Monday, September 17, 2007

my culture map.


well, it's impossible to read. last week we presented our culture maps to the class. mine took various forms before it landed in this format. uncovering your cultures seems incredibly easy at first. i'm a lot of things, right? but which have meaning and relevance in my life?

i ask because of a few quirks in designing my map. first, i started to peel away the layers to the cultures i claim membership. for instance, i'm a syracuse university alumnus. but that ties me to university culture. but i've been three groups in that culture -- undergraduate student, staff member and alumnus. i've also been part of the culture within the division of student affairs. and i've been an out staff member within that division. do i roll that into one, or does it blow out to the threads of other cultural ties? i'm not quite sure yet.

in my cultural self-exploration, i noticed some confusing descriptions. because of my time in syracuse, i label myself a new yorker. i love the speed, aura and language of the empire state. but don't call me a virginian. i'm a richmonder and, more specifically, and midlothian boy. but labeling myself as a virginian seems out of place. and i'm not quite sure why.

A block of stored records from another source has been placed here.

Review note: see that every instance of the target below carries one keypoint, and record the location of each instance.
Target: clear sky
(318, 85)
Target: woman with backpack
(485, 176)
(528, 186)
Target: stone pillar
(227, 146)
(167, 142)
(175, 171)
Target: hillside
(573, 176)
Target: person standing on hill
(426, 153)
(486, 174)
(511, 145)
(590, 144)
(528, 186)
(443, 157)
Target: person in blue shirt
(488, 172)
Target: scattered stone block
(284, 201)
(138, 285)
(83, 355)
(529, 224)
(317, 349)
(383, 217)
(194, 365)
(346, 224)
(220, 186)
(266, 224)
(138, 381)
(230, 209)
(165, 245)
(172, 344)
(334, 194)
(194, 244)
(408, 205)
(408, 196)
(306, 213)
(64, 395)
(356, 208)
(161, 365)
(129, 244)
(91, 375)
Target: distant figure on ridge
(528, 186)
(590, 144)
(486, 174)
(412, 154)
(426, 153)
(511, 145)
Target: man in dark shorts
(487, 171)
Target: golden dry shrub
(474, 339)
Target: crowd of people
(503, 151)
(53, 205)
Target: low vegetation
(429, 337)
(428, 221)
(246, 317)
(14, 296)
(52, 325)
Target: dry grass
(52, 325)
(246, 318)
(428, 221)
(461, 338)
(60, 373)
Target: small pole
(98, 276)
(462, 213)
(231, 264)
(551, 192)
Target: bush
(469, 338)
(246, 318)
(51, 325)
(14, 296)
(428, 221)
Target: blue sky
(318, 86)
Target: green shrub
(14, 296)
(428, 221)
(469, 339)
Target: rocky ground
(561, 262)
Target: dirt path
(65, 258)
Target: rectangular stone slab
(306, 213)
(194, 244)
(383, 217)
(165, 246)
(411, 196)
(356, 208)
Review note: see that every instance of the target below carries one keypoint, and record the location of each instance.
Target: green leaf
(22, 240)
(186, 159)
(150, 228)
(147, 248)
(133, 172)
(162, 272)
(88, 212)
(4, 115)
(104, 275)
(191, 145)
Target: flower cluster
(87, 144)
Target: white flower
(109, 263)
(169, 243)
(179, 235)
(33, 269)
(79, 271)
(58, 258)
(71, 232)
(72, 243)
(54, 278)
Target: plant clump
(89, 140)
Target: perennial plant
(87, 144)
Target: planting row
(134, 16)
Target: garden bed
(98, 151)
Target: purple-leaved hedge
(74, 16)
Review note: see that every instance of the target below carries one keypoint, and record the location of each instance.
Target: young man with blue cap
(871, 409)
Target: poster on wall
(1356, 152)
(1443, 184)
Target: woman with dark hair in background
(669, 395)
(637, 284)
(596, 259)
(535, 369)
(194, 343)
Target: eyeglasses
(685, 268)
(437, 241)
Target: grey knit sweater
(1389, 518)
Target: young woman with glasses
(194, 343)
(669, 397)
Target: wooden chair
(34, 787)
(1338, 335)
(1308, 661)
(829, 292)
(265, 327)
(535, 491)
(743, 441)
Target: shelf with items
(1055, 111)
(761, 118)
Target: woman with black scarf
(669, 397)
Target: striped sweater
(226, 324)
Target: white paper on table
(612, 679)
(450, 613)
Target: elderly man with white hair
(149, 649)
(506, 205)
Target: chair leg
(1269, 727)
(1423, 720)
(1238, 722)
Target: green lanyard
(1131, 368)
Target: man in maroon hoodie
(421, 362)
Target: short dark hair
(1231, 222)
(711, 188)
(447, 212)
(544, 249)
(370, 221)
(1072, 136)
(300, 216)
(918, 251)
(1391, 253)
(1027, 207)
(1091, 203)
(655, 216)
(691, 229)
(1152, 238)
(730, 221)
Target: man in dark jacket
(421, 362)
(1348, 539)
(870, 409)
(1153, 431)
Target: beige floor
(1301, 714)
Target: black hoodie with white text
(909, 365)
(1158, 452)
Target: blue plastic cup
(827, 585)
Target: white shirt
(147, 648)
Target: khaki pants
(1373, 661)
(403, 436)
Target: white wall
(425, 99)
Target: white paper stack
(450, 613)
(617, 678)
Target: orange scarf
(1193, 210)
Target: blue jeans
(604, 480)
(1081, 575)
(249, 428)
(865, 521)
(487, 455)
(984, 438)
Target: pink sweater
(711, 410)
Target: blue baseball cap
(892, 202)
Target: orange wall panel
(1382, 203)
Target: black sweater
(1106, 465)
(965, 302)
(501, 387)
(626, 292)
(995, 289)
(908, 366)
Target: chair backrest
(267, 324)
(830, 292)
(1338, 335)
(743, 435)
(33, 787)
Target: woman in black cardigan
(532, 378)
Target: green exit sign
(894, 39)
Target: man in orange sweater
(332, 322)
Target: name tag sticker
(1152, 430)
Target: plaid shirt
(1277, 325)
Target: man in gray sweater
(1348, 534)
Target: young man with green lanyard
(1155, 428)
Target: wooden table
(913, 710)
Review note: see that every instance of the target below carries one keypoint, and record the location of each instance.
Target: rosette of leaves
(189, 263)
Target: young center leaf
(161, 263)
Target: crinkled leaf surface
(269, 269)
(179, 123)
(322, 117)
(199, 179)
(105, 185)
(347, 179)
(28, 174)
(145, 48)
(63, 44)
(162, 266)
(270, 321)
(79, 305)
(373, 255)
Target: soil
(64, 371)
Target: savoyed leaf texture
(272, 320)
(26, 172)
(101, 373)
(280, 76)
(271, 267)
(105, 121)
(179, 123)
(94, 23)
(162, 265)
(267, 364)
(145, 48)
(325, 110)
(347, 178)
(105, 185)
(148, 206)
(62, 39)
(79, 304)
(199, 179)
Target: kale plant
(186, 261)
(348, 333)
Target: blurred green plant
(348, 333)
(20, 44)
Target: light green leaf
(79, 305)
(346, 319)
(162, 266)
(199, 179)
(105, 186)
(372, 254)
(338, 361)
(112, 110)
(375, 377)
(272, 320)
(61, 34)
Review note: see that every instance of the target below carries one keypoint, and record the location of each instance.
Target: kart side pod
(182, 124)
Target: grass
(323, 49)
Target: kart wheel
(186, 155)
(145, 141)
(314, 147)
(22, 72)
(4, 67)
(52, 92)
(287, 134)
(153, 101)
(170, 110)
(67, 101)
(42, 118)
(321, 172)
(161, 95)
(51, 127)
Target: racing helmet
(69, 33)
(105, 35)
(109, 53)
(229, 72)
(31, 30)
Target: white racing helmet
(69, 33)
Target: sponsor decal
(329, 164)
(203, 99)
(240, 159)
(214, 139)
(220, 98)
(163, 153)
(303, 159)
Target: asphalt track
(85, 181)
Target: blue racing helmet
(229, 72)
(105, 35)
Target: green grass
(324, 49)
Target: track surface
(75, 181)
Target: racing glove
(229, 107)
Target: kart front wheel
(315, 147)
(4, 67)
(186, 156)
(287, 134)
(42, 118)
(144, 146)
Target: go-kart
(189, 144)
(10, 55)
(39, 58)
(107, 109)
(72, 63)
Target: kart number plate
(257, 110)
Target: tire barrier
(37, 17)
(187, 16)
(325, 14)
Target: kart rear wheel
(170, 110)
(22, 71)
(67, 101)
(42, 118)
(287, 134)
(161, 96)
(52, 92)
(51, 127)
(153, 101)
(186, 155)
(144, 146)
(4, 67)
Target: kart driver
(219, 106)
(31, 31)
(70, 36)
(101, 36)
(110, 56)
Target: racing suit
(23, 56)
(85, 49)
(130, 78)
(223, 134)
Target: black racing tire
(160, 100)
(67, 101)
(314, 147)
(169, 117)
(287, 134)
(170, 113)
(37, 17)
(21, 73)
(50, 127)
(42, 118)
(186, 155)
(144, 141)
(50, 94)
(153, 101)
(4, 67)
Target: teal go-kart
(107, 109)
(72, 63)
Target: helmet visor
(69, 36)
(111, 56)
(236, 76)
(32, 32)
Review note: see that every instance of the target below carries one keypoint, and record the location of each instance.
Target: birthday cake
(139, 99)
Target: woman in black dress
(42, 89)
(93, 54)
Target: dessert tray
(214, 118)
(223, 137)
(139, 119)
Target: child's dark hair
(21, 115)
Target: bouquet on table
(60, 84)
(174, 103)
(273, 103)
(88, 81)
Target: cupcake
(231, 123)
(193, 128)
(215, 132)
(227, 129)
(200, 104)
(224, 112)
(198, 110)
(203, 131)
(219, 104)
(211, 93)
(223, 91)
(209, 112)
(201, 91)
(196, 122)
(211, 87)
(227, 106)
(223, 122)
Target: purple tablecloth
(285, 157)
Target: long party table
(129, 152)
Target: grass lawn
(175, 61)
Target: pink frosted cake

i also left out a part which defined nearly four years of my life in syracuse. strange to leave out being gay. funny that. maybe it's because i hoisted that banner for so long, my dive into my social scene back in richmond has taken me out of the activist role i had before. my attraction and interaction with gay culture, well, isn't quite the same. just a facet of who i am. and, as my priorities switch, one that grows a little more distant with media plan deadlines and rent to pay.

i wonder how this will look in 2008.